40 insanın ölümüne, yüzlercesinin yaralanmasına ve binlerle ifade edilen yakıp yıkmalı gerilim ve saldırı atmosferi nasıl ortaya çıktı? Bu sebeple Kobani meselesi üzerinden Türkiye’de oluşturulmak istenen yakıp yıkmalı ve kanlı provokasyonun nasıl bir kronolojik seyir takip ettiğini hatırlamakta fayda var. İlk adım İmralı’dan geldiğinde tarih 5 Ekim’i gösteriyordu. Abdullah Öcalan’a bir bayram ziyareti gerçekleştiren kardeş Mehmet Öcalan çok gergin ve bir o kadar da tehditkâr ifadelerle ‘önderlik’in Kobani mesajını şu karışık cümlelerle kamuoyuna deklare etti.
"Kobani’deki insanlarımız direnecekler. IŞİD’in olduğu yerde ve Kürtlerin yaşadığı bölgede nerede bir IŞİD varsa bunlara karşı sonuna kadar direneceğiz. IŞİD’i destekleyen devletler, hükümetler, insanlar. Bugün IŞİD’i destekleyenlere yarın IŞİD onlara da büyük sorun olacaktır. Demokratik ülkelerde eğer kim bu IŞİD’i destekliyorsa o en büyük zararı bu ülkeye veriyor da." İşte bu cümleler epeyce zamandır hazırlanan psikolojik savaş argümanlarının üzerine şehirlerin yakılıp yıkılması için işaret fişeği sayıldı. İlaveten bu görüşmede Çözüm Sürecine dair yine ve yeni bir tarih daha verildi Hükümete: 15 Ekim.
Tükürük Füzesinin Yanında Tomahawk Neymiş?
Kürt sorunun çözümü, barış sürecinin devamı için ileri sürülen şartlara bir yenisi daha eklenmiş oldu: Rojava. BDP-KCK kadrolarının meydanlara ateş salmaya başlaması tam da bu zaman denk gelmektedir.
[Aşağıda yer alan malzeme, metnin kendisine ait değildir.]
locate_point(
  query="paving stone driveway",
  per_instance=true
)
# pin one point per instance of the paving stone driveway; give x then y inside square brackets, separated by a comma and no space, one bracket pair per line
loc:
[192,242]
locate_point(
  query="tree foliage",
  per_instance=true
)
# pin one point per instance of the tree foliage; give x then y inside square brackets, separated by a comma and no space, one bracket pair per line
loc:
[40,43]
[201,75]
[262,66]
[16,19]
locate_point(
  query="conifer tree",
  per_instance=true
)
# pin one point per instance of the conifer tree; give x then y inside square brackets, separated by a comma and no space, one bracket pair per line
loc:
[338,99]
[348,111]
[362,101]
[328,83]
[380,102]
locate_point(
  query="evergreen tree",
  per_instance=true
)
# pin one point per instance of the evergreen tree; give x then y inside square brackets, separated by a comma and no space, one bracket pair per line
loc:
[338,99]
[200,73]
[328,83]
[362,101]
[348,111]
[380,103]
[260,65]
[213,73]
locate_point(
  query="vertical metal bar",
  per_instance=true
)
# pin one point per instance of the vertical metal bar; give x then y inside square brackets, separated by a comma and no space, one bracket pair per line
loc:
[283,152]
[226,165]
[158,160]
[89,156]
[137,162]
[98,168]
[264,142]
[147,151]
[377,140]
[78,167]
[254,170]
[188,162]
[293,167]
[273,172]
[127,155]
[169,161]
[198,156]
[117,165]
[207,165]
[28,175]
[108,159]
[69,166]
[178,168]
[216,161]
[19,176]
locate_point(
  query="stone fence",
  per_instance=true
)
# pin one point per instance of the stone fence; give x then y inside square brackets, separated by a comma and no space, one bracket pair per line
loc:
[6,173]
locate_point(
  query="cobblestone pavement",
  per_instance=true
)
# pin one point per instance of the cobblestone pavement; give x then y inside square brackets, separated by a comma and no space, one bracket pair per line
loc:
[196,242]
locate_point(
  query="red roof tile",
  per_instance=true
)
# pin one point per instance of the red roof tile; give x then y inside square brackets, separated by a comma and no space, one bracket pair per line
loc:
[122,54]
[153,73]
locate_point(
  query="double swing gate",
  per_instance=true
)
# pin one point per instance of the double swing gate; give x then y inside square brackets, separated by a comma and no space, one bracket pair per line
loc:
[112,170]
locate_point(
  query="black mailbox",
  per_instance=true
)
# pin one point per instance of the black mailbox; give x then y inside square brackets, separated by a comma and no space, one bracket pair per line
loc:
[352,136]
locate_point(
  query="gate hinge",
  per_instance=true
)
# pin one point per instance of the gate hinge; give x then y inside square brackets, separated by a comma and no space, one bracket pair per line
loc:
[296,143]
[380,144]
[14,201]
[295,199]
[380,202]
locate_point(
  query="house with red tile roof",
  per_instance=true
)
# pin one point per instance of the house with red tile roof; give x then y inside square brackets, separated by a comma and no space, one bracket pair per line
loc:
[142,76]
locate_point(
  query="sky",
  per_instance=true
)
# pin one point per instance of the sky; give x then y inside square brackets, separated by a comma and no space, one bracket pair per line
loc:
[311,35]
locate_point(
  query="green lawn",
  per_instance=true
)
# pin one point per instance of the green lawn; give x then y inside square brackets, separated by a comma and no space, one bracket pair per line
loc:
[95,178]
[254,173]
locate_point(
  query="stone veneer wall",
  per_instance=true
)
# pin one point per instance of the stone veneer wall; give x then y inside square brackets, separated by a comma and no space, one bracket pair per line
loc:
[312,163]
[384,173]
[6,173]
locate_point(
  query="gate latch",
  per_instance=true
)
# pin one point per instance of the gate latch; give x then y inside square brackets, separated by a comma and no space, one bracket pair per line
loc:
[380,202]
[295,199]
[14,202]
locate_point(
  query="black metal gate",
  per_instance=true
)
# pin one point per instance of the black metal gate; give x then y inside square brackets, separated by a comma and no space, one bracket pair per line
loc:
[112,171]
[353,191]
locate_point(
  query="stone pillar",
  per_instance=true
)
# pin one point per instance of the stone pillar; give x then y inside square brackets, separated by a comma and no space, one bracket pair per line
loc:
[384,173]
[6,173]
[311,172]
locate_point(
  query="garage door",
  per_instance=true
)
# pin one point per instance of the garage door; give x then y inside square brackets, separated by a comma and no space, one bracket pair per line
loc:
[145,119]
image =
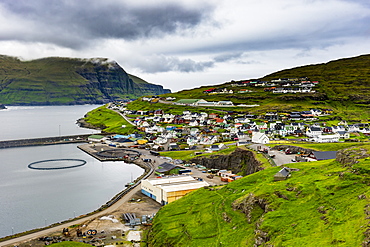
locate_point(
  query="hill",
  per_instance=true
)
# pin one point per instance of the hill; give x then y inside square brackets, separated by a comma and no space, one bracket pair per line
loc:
[56,80]
[324,203]
[343,85]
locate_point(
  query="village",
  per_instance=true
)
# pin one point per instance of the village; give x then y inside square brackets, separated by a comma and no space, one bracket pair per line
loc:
[201,132]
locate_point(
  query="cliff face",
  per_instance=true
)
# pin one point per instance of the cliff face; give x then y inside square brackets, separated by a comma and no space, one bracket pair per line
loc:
[240,161]
[55,81]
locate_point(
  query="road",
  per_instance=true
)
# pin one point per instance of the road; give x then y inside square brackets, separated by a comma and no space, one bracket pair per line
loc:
[145,154]
[280,157]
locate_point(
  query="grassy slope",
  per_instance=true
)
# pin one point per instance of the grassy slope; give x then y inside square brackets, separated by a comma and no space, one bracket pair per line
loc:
[70,244]
[198,219]
[344,86]
[55,80]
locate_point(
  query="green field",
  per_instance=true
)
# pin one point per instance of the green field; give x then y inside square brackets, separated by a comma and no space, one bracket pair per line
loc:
[109,121]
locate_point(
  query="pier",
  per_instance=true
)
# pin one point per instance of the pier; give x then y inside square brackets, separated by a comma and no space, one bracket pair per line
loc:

Ki Öcalan’ı takiben HDP MYK’sı yaptığı yazılı açıklama ile bombanın pimi çekip sokaklara atılmış oldu.
HDP tarafından söylenen şuydu: “Kobani'ye destek vermemek, destek vermek isteyenleri de engellemekle 'Çözüm sürecini' tehlikeye itiyorsunuz.” Belki anlaşılmamıştır diyerek ardına şöyle bir tehdit de ekleniyordu: “Kobani ve Rojava direnişi ile dayanışmamızı Türkiye'nin her yerine birlikte taşıyalım. Etkinlikler, sokak eylemleri, mitingler, toplantılar düzenlemek için ortaklaşalım.”
Mantıksızlık silsilesi çeşitlenerek devam ederken aslında HDP-PKK, AK Parti Hükümetini IŞİD’ten, IŞİD’i de AK Parti Hükümeti’nden ayrı görmediğini beyan ediyordu. Şu söylem tırmandırılan şiddetin sebebini de ortaya koyuyordu: “IŞİD, Türkiye'nin de içsel sorunu olma yönünde gelişme gösteriyor, Türkiye'de de örgütleniyor. Bu konuda suskun kalarak tehlikenin önüne geçilemez. IŞİD'in Türkiye'deki yapılanmalarını dağıtın.”
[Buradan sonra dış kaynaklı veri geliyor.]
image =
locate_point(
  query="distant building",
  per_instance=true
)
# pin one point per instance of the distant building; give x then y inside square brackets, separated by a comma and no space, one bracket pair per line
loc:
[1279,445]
Şiddet sarmalının çıkmaza girdiği ve her zamanki gibi geri adım atmak gerektiğinde, yalan ve inkâr, suçlama ve iftira en üst düzeyde devreye sokularak işin içinden sıyrılmaya çalışılıyordu. Sonra gelsin yalandan efelenmeler ve meydan okumalar: 'IŞİD'e karşı savaşmak isteyen On binler var, onları orada tükürükle boğarız, kapıları açın' dedik!
Demirtaş, Esed rejimi ve İran’ın varil bombalarıyla, ABD ve müttefiklerinin Tomahawk füzeleriyle başaramadığını PKK-HDP’nin tükürükle başaracağını iddia etmekte. Oysaki Demirtaş ve ittifak ettiği kesimlerin en büyük yanılgısı barışı ve özyönetimi silahların ve şantajların gölgesinde kurabileceğini sanmak. Şiddete, provokasyona, despotik düzenlere ve emperyalist ilişkilere bu kadar yanaşık düzen durulmasının asıl sebebi de bu karanlık sanılar değil mi zaten?